Le personnage est un acteur (dans une sorte de mise en abyme du théâtre : du théâtre dans le théâtre)… il ne semble pas
suffisamment fort pour suivre sa volonté et semble être du côté des apparences, de la tricherie… Héros tragique, il insiste
beaucoup sur les forces qui le dépassent, mais c'est peut-être pour mieux cacher sa propre part de responsabilité…
Les pronoms indéfinis, personnels et démonstratifs qui désignent les interlocuteurs de Louis sont ambigus eux aussi et
accentuent la mise en abyme ; « aux autres‚ et à eux‚ tout précisément‚ toi‚ vous‚ elle‚ ceux-là encore que je ne connais pas » :
à qui s’adresse-t-il ? le fils à sa famille, aux personnages de la pièce ? au public ? Modernité de la pièce.

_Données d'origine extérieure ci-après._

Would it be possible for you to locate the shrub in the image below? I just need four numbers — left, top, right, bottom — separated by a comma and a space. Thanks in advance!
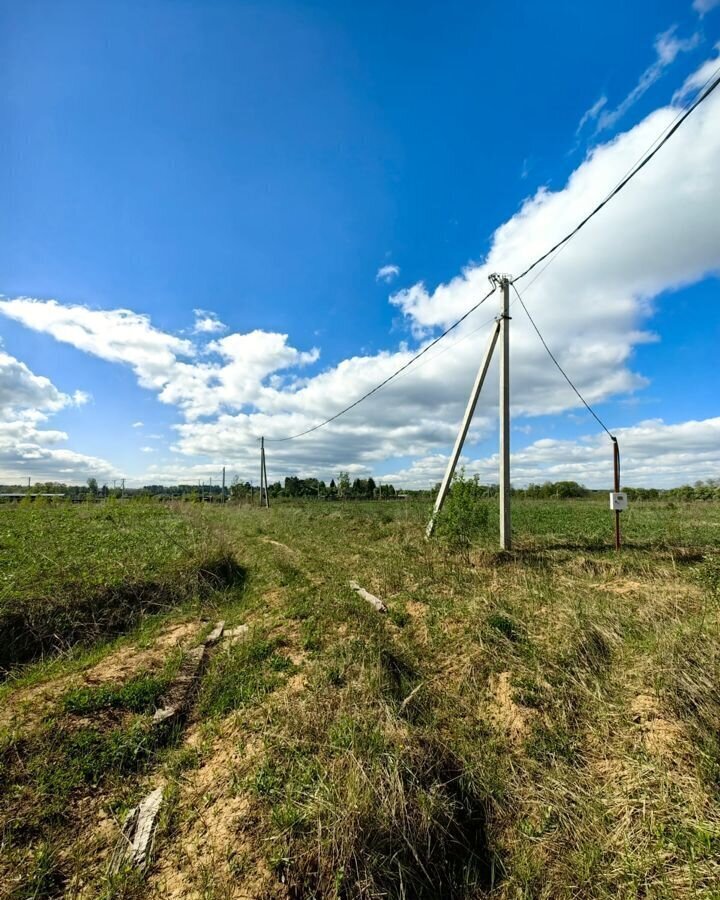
438, 469, 490, 552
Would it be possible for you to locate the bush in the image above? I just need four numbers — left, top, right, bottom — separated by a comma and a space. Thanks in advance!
438, 469, 490, 552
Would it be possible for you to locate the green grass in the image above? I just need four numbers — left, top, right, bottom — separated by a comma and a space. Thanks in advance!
0, 502, 243, 672
0, 500, 720, 900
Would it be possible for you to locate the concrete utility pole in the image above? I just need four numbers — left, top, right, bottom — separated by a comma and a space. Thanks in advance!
425, 275, 512, 550
425, 320, 500, 537
260, 437, 270, 509
500, 275, 512, 550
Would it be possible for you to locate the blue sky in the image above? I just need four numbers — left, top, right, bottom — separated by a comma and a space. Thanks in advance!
0, 0, 720, 486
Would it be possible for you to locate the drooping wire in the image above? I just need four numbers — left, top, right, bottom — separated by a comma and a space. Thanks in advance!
513, 68, 720, 281
265, 63, 720, 444
265, 284, 496, 444
510, 281, 616, 441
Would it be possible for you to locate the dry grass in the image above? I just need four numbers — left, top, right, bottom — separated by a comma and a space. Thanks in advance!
0, 502, 720, 900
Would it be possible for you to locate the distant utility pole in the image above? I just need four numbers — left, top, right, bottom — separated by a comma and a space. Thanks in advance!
499, 277, 512, 550
425, 275, 511, 550
260, 437, 270, 509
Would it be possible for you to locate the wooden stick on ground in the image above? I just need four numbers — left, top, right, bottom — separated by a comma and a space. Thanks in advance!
350, 581, 387, 612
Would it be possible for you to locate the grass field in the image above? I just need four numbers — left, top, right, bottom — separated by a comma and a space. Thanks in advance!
0, 500, 720, 900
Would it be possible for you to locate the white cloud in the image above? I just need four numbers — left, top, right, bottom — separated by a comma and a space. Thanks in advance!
575, 94, 607, 136
577, 25, 702, 134
0, 297, 318, 419
0, 351, 79, 416
693, 0, 720, 16
673, 43, 720, 103
375, 265, 400, 284
193, 309, 227, 334
0, 52, 720, 488
383, 417, 720, 490
0, 352, 113, 483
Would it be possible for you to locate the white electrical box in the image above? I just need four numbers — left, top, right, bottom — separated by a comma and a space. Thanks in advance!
610, 491, 627, 512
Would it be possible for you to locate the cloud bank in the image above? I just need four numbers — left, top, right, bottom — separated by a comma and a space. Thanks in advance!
0, 52, 720, 483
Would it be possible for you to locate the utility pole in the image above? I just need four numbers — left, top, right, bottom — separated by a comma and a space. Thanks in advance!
425, 319, 501, 537
260, 437, 270, 509
612, 437, 621, 550
499, 275, 512, 550
425, 275, 512, 550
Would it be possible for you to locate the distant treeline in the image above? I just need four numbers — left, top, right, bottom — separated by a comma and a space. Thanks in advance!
0, 472, 720, 503
0, 472, 404, 502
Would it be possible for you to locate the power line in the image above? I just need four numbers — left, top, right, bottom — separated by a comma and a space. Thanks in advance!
265, 284, 495, 444
513, 68, 720, 281
266, 70, 720, 444
510, 281, 615, 441
516, 66, 720, 292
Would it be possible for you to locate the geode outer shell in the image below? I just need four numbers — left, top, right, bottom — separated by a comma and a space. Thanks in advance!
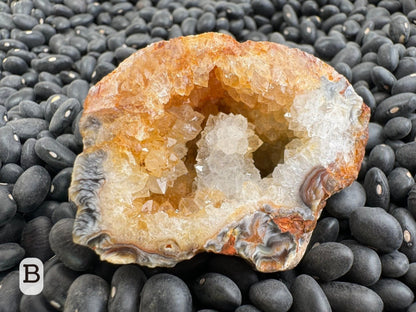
69, 33, 369, 272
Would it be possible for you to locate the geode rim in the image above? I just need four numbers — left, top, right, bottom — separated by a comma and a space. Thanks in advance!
69, 33, 369, 272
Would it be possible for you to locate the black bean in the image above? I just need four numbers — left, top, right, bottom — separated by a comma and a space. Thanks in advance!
314, 36, 345, 59
64, 274, 109, 312
0, 188, 17, 227
368, 144, 395, 174
208, 255, 259, 295
0, 270, 23, 312
196, 12, 216, 33
371, 66, 397, 91
234, 304, 261, 312
396, 142, 416, 173
43, 263, 79, 311
383, 117, 412, 140
349, 207, 403, 252
49, 218, 96, 271
2, 56, 28, 75
35, 137, 76, 169
326, 182, 366, 218
351, 62, 376, 83
0, 243, 25, 271
51, 202, 77, 224
342, 240, 382, 286
321, 282, 384, 312
249, 279, 293, 312
392, 208, 416, 262
20, 216, 53, 262
13, 165, 51, 213
139, 273, 192, 312
371, 278, 414, 311
49, 167, 72, 202
380, 250, 409, 277
0, 163, 24, 184
7, 118, 49, 140
0, 75, 25, 89
290, 274, 332, 312
192, 273, 242, 311
391, 73, 416, 94
108, 265, 146, 312
301, 242, 353, 281
389, 14, 410, 43
363, 167, 390, 210
394, 57, 416, 79
387, 167, 415, 203
0, 126, 22, 164
374, 92, 416, 123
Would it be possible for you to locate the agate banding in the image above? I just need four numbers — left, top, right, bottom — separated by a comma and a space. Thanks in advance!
70, 33, 369, 272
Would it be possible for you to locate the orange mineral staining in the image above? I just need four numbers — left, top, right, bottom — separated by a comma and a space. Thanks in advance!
70, 33, 369, 272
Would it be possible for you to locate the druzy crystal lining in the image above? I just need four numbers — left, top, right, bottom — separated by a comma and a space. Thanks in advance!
70, 33, 368, 272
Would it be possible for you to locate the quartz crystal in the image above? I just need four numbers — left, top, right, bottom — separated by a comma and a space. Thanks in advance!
69, 33, 369, 272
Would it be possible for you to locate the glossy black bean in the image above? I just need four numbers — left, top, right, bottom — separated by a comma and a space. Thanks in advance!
387, 167, 415, 203
108, 265, 146, 312
49, 218, 96, 271
351, 62, 376, 83
380, 250, 409, 278
374, 92, 416, 123
349, 207, 403, 253
394, 57, 416, 79
2, 56, 28, 75
7, 118, 49, 140
35, 137, 76, 169
20, 138, 43, 170
326, 182, 366, 218
249, 279, 293, 312
389, 14, 410, 43
0, 270, 23, 312
392, 208, 416, 262
301, 242, 354, 281
0, 243, 25, 271
0, 188, 17, 227
290, 274, 332, 312
51, 202, 76, 224
0, 126, 22, 164
314, 36, 345, 59
139, 273, 192, 312
234, 304, 261, 312
368, 144, 395, 174
391, 73, 416, 94
64, 274, 109, 312
49, 167, 72, 202
19, 100, 43, 118
371, 66, 397, 91
13, 165, 51, 213
383, 117, 412, 140
396, 142, 416, 173
371, 278, 414, 311
192, 273, 242, 311
20, 216, 53, 262
0, 163, 24, 184
363, 167, 390, 210
30, 54, 73, 74
321, 282, 384, 312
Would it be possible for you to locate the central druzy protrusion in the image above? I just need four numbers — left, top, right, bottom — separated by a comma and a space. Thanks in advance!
195, 113, 262, 198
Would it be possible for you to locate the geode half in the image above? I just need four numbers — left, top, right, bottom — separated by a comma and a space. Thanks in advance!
69, 33, 369, 272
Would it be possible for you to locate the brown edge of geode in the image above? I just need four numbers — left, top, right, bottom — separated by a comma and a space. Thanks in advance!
70, 31, 370, 272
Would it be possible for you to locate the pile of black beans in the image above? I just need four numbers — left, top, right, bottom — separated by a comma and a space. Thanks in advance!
0, 0, 416, 312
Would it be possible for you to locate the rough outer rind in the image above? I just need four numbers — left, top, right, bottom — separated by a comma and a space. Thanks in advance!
70, 33, 369, 272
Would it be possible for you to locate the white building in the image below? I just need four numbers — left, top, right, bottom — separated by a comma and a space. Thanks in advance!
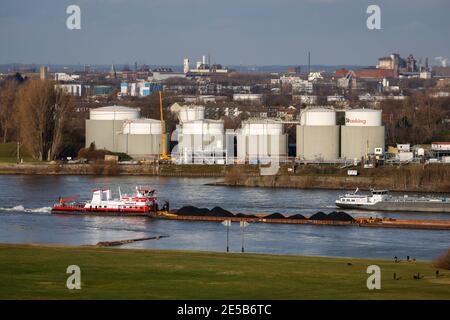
233, 93, 263, 103
55, 72, 80, 81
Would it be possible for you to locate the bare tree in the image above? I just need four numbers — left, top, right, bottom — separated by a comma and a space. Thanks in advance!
0, 80, 18, 143
16, 80, 71, 161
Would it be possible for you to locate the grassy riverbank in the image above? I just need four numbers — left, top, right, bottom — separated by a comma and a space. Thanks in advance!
0, 245, 450, 299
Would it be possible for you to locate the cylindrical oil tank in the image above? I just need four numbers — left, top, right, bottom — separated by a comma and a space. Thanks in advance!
345, 109, 381, 127
89, 106, 140, 121
300, 108, 336, 126
179, 106, 205, 122
296, 125, 339, 161
241, 121, 283, 135
341, 109, 385, 159
178, 120, 225, 163
122, 119, 162, 135
236, 120, 287, 164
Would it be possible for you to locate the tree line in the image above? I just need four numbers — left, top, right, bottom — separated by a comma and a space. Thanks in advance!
0, 77, 73, 161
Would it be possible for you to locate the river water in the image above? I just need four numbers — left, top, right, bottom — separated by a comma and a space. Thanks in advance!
0, 175, 450, 260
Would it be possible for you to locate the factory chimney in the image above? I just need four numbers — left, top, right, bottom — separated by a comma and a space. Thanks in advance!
183, 59, 189, 73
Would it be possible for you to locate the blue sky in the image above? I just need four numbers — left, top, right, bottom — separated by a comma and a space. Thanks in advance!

Le prologue se termine donc sur l’idée que le personnage va jouer un jeu, aux autres et à lui-même, pour accomplir la
mission qu’il s’est fixée (« mon propre maître ») : annoncer sa mort à sa famille.

CONCLUSION

Ce long monologue qui précède le début de la pièce permet à Louis, comme un héros tragique, de se présenter et de présenter
au lecteur/spectateur le sujet de la pièce : il vit une situation de crise personnelle (il va mourir) et il vient l’annoncer à sa famille. Entre
vie et mort, Louis est dans un entre-deux, comme ce prologue qui alterne entre tradition (présence d’un prologue, personnage du
messager, informations données sur la pièce) et modernité (brouillage temporel, une longue phrase qui se répète et se corrige …).
Le spectateur/lecteur sait déjà que tout l’intérêt de la pièce ne sera pas la mort de Louis mais la manière dont il parviendra à sortir
des méandres de ses pensées pour l’annoncer.